African Parks: Alternatif Konservasi di Dunia Ketiga

Ilustrasi Gajah di Taman Nasional Zakouma. Foto: Brent Stirton/National Geographic

Afrika adalah sebuah benua yang sedang mengahadapi krisis biodiversitas. Menurut studi dari Intergovernmental Science-Policy Platform on Biodiversity and Ecosystem Services (IPBES), dengan kondisi sekarang, Afrika akan kehilangan lebih dari setengah spesies mamalia dan burung pada tahun 2100. Kepunahan juga akan melanda flora secara signifikan dan membuat produktivitas danau turun hingga 30%. Kenyataan yang kian memburuk ini tentu saja memicu keprihatinan dari dunia internasional.

Masalahnya, pihak tempat usaha-usaha konservasi bergantung, yakni negara, tidak dapat diandalkan dalam melindungi flora dan faunanya. Sebagian besar negara di Afrika dapat dikategorikan sebagai negara lemah (weak states) atau bahkan negara gagal (failed states). Hal tersebut disebabkan oleh beberapa faktor yang mengindikasikan ketidakmampuan suatu negara untuk melakukan peran yang sudah seharusnya dilakukan oleh negara.

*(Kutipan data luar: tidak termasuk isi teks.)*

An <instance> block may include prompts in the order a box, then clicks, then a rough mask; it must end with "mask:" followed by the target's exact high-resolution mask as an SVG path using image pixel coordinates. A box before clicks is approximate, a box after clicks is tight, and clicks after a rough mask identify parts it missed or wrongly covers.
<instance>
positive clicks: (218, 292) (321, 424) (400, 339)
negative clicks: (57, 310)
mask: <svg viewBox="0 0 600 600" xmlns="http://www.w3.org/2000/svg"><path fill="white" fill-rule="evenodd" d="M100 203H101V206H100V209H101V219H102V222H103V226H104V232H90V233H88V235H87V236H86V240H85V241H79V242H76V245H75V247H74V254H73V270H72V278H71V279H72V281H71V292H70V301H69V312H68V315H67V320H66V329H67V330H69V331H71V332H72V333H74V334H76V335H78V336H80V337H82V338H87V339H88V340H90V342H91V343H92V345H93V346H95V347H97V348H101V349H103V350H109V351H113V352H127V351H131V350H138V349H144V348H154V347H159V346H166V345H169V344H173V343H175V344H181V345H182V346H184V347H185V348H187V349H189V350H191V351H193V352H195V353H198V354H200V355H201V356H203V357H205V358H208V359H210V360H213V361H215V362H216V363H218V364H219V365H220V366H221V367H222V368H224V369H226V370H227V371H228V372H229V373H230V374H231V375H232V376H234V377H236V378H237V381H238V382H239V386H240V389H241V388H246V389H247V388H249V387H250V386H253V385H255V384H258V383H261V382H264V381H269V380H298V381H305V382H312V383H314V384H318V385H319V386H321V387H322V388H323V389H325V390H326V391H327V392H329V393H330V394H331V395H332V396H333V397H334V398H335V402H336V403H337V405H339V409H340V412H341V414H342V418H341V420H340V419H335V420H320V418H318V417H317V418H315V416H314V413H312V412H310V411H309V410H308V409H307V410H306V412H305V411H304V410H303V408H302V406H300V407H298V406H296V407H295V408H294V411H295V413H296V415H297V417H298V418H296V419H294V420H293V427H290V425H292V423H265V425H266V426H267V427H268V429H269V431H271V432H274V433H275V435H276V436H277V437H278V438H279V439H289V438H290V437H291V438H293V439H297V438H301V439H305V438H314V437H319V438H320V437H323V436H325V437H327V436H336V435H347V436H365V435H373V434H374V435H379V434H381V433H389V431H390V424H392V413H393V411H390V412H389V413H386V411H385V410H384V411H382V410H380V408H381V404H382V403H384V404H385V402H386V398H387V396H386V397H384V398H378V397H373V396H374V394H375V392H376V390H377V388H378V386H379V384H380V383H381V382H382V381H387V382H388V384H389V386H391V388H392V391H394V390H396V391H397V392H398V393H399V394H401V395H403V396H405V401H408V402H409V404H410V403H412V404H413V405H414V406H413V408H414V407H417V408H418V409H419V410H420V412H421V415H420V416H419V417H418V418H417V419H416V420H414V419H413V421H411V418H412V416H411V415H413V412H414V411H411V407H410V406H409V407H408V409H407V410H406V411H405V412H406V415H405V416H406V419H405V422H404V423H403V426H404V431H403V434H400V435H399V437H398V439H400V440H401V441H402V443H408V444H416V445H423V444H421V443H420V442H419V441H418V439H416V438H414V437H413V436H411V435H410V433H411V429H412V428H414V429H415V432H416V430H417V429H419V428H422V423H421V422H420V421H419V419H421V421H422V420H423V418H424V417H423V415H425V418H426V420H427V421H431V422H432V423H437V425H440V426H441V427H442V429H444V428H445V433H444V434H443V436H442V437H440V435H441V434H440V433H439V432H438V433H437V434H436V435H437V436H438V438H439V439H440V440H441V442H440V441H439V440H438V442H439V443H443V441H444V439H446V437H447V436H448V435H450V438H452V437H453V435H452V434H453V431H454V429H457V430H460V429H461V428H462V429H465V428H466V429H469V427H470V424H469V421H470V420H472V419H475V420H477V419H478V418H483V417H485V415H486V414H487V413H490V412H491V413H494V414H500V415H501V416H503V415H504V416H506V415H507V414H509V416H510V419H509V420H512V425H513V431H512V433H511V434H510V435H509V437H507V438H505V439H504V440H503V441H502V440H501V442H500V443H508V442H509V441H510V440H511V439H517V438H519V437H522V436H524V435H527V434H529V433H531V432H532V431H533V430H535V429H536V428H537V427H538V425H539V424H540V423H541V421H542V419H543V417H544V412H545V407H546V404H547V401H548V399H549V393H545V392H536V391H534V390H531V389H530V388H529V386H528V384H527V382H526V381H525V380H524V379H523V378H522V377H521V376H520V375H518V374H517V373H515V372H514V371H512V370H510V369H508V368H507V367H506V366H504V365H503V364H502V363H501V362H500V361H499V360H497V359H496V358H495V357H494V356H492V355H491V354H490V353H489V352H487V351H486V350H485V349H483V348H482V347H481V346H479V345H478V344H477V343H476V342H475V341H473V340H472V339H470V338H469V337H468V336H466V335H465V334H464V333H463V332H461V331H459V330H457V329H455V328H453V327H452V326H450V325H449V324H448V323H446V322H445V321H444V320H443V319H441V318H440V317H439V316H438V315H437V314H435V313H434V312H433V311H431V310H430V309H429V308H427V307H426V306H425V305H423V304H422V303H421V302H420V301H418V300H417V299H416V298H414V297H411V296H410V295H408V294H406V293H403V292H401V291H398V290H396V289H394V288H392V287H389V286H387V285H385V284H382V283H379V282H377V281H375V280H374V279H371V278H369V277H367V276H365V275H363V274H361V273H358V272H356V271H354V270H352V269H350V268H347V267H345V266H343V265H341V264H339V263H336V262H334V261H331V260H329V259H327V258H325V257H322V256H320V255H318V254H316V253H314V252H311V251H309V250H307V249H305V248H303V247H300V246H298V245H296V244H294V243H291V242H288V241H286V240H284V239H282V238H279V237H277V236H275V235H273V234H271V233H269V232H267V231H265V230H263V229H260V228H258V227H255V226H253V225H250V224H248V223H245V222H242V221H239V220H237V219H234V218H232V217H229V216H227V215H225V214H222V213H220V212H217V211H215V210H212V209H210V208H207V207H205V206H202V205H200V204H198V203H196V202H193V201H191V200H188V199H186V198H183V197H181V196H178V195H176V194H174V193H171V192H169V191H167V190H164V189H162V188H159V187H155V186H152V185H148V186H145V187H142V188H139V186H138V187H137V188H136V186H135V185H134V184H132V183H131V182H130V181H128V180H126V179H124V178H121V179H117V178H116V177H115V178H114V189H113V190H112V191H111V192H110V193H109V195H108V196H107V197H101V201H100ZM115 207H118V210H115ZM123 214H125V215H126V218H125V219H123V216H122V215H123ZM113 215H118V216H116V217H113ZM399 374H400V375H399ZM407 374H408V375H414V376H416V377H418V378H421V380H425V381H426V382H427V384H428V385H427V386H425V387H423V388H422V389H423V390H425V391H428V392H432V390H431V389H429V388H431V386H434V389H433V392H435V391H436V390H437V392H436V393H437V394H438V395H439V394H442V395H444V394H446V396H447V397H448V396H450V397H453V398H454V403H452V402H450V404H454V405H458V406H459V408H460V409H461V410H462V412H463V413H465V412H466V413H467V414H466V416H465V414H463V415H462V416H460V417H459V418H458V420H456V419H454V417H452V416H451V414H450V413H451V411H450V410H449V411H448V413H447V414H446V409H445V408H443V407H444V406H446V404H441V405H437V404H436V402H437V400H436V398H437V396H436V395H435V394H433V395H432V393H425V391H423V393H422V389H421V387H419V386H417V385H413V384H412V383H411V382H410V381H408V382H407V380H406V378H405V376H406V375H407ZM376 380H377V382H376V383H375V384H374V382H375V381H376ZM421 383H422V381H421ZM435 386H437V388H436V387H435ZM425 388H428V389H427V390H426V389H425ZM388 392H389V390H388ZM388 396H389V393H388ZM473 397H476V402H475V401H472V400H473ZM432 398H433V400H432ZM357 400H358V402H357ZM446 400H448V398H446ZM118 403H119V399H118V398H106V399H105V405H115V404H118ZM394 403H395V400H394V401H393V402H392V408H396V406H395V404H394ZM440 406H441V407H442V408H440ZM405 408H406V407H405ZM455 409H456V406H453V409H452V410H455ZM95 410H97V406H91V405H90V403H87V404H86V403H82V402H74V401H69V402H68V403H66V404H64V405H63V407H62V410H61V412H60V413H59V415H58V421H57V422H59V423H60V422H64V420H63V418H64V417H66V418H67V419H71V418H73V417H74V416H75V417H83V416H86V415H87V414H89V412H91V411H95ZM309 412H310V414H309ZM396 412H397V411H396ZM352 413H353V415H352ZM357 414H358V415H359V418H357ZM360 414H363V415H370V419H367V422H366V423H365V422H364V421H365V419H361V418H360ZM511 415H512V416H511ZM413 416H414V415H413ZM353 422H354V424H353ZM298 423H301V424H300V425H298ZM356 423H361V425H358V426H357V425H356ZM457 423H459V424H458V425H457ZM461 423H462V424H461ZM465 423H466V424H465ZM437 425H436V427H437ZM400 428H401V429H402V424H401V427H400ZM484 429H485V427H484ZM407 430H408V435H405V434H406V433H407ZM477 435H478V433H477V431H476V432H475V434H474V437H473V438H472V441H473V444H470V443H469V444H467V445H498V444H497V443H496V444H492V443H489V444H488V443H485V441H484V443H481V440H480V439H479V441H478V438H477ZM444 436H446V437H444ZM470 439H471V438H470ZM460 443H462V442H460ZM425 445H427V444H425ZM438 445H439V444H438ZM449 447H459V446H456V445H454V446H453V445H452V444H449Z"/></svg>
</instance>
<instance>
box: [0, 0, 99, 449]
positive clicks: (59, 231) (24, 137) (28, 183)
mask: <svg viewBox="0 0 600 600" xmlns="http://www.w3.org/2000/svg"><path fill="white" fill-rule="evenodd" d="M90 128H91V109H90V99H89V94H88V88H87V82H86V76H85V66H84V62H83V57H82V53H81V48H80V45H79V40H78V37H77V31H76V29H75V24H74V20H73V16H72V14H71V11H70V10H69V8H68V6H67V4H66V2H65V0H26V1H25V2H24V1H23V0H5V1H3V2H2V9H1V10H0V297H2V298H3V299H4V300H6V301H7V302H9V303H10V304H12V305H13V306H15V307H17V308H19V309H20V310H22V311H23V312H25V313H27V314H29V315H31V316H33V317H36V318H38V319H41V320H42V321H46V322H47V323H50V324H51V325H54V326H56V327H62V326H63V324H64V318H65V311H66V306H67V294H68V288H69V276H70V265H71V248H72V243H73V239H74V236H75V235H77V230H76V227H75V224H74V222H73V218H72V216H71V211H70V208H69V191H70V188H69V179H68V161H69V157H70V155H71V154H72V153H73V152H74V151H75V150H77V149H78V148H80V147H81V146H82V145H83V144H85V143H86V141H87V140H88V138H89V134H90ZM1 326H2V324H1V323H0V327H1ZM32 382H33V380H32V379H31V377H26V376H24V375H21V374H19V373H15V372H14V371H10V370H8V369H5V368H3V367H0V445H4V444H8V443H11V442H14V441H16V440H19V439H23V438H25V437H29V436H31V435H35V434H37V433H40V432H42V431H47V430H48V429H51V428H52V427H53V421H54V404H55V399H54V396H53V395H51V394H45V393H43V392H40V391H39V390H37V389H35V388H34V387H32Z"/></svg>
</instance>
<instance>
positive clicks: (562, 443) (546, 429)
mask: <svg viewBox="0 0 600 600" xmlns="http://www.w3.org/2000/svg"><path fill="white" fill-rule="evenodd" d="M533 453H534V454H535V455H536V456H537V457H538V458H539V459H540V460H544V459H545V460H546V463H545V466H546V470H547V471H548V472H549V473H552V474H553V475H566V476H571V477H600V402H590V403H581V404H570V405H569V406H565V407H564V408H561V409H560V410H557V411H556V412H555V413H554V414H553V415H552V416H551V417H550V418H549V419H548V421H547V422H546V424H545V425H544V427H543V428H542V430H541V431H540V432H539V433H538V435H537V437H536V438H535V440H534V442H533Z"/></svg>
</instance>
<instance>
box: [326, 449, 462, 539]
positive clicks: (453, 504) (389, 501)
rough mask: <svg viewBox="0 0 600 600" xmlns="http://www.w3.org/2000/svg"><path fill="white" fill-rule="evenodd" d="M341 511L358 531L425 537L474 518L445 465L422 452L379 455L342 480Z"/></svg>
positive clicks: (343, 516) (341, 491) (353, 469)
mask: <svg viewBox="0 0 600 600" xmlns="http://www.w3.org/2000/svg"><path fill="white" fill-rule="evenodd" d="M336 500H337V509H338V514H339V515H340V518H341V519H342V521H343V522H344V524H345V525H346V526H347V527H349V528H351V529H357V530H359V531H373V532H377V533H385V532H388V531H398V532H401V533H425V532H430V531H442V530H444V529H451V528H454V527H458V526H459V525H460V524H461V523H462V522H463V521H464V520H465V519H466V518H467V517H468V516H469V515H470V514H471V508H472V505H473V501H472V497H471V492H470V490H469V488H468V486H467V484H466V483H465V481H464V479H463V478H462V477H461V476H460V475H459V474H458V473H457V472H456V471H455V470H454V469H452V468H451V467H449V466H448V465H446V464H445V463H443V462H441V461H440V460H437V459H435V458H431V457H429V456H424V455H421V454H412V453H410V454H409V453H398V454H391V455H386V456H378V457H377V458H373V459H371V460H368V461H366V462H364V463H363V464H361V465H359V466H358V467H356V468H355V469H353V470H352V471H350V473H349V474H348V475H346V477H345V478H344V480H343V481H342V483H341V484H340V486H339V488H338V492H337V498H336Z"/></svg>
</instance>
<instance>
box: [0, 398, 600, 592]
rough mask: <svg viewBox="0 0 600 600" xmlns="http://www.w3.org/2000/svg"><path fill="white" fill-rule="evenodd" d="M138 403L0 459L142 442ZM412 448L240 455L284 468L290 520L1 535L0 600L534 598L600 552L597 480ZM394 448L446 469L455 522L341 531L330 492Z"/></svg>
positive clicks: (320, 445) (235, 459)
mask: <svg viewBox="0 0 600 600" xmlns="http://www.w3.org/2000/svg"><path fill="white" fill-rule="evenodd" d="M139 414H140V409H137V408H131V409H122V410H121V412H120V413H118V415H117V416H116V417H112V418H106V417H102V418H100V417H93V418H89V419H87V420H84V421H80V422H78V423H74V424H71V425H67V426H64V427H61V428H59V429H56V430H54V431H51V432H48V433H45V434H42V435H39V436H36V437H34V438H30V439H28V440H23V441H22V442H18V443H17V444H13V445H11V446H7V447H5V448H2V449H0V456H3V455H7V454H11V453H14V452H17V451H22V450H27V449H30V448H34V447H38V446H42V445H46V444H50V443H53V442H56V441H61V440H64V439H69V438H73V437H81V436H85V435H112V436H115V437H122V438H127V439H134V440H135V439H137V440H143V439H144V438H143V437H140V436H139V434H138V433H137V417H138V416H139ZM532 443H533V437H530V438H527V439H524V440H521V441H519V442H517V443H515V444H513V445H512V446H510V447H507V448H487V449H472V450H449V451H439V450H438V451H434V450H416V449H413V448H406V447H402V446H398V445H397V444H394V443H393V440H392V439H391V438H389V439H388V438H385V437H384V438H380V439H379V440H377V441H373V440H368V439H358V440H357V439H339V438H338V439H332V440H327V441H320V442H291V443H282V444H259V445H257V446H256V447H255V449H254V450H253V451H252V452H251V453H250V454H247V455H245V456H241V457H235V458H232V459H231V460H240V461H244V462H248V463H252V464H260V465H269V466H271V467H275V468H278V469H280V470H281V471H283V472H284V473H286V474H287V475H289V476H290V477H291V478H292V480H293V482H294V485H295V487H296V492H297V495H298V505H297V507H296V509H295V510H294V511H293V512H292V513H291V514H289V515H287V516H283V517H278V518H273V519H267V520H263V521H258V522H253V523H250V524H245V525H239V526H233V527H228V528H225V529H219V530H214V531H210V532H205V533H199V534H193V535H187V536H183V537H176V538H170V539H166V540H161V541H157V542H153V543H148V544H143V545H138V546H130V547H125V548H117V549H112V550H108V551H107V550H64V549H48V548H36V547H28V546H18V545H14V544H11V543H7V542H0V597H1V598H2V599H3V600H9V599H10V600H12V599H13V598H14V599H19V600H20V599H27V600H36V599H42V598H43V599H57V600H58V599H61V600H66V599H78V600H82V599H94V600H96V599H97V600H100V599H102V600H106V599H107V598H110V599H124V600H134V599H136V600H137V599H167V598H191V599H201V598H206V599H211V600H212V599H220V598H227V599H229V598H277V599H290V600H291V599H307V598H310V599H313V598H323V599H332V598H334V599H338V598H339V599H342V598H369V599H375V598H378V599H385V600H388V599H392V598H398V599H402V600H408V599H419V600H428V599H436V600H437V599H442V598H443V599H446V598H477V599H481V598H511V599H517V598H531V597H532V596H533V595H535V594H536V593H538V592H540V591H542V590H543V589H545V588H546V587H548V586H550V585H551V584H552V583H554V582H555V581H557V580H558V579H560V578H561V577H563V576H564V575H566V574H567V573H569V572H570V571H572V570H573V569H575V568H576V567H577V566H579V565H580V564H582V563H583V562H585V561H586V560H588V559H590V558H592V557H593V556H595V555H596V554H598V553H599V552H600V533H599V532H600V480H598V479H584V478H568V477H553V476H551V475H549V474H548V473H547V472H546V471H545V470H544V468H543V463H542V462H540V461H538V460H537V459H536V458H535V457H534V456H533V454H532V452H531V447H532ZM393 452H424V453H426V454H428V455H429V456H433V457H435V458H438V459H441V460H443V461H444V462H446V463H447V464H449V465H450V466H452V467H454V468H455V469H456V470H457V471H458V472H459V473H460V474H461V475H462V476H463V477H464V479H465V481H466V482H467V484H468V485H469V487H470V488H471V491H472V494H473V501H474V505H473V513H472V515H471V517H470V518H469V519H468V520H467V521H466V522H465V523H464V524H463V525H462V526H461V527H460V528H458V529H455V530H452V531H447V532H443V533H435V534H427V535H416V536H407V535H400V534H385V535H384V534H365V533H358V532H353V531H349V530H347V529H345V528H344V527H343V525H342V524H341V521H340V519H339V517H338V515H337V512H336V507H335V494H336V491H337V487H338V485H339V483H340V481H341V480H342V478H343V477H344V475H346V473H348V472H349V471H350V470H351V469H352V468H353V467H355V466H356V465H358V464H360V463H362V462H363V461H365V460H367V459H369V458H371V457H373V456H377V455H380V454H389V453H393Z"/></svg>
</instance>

Faktor monopoli kekerasan misalnya, banyak tidak dipenuhi oleh negara Afrika, dilihat dari kemunculan milisi, pemberontak, hingga organisasi teror yang melakukan kekerasan dan kriminalits yang masif. Salah satu kriminalitas yang marak dilakukan karena keuntungan yang dihasilkannya adalah perburuan binatang secara ilegal dan membabi buta. Hal ini belum termasuk kelemahan-kelemahan lainnya dari negara seperti kurangnya sentralisasi, ketidakmampuan menyediakan public goods, dan berhubungan dengan negara lain selayaknya negara yang layak.

Sebagai akibatnya, seringkali konservasi dan perlindungan terhadap kekayaan alam dan keanekaragaman hayati tidak menjadi prioritas utama bagi negara-negara di Afrika. Hal ini tentu tidak mengherankan, sebab masalah konservasi tersebut tidak berpengaruh langsung terhadap kedaulatan dan keamanan negara. Selain itu, tidak ada ketertarikan atau tekanan yang berarti dari masyarakat kepada negara untuk melindungi flora dan fauna yang terancam. Jika diamati lebih luas, maka dapat ditemukan bahwa pola pengabaian terhadap konservasi ini tidak hanya terjadi di negara-negara Afrika, tetapi juga di dunia ketiga secara luas.

Zakouma dan African Parks

Terdapat banyak contoh nyata dari kasus ini, salah satunya adalah negara Chad di Afrika Tengah. Taman Nasional Zakouma adalah taman nasional tertua di Chad yang telah didirikan sejak 1963. Taman Nasional Zakouma terutama digunakan untuk melindungi Gajah Afrika (Loxodonta Africana) dan Badak Hitam (Diceros Bicornis). Namun, populasi Gajah terus menurun pada tahun 2000an, bahkan hingga terjadi pembantaian ratusan Gajah di Zakouma pada 2006. Pengurangan ini diiakibatkan perburuan liar oleh milisi Janjaweed dan pemburu lainnya yang mengincar gading Gajah. Sementara itu, Badak Hitam terakhir dilaporkan terlihat di Zakouma pada 1972 dan belum terlihat lagi setelah itu.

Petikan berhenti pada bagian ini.